AC Milan dijual ke konsorsium Cina: 'Kami akan kembalikan kejayaannya'

berlusconi

Sumber gambar, Bongarts

Keterangan gambar,

Berlusconi dan pemain AC Milan setelah mengalahkan Barcelona dalam final Liga Champions 1994.

Klub legendaris asal Italia , AC Milan, resmi dimiliki konsorsium dari Cina setelah disepakati penjualannya, Kamis (14/04) senilai Rp10,4 triliun.

Dengan demikian, berakhir sudah kepemilikan Silvio Berlusconi, mantan Perdana Menteri Italia, terhadap salah-satu klub tersukses di Eropa itu.

Sumber gambar, Getty/Alex Livesey

Keterangan gambar,

Silvio Berlusconi dengan tropi Liga Champions setelah anak asuhnya mengalahkan Liverpool pada 2011.

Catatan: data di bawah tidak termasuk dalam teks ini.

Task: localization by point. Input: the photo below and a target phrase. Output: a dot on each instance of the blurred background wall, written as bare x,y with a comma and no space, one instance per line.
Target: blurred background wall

Perusahaan milik Berlusconi, Fininvest, menyatakan telah menjual semua saham klub perusahaan yang dikendalikan investor Li Yonghong, Rossoneri Sport Investment Lux, senilai Rp 10,4 triliun.

AC Milan adalah salah satu klub tersukses di Eropa, tetapi klub itu belakangan menderita kesulitan keuangan. Dua tahun lalu, Il Rossoneri—julukan AC Milan—mencatat kerugian senilai 93,5 juta euro atau Rp1,3 triliun.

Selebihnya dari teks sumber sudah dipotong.